Then he mixed the two-part epoxy filler. It smelled like a chemistry lab and felt like warm taffy. He pressed it into the cavity with a putty knife, overfilling slightly, mounding it above the original surface. He let it cure for a full 24 hours. Patience, he reminded himself. Rot took years. Epoxy takes a day. Now came the art. The cured epoxy was harder than the original oak. Hendricks pulled out a block plane and a rasp. He shaved the epoxy down to the level of the old sill, then used the rasp to carve the subtle front slope—the “drip edge”—that shed water away from the glass.

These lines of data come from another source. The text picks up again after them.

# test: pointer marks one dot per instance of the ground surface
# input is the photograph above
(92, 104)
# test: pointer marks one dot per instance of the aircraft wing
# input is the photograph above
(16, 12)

“The whole window’s shot,” said the young contractor, tapping it with a hammer. “Needs full replacement. Twelve thousand dollars.” how to repair rotted window sills
The repair had cost him $47 in materials and two afternoons of his time. The window would outlast him now—and that, he thought, was the point. Not to cheat death or decay, but to meet it with skill, and to leave behind something still standing. Then he mixed the two-part epoxy filler
Shape the repair to shed water. The sill must slope away from the house, about 5 degrees. Any backward tilt is a suicide pact. Chapter Five: The Armor Hendricks sanded the whole sill smooth—old wood and new epoxy together—with 120-grit, then 220. Dust flew. The patch became indistinguishable from the original under a coat of primer. He let it cure for a full 24 hours
Hendricks smiled. He’d been fixing things since before the contractor was born. He knew the difference between a lost cause and a patient resurrection. “No,” he said. “It needs a story. A proper one.”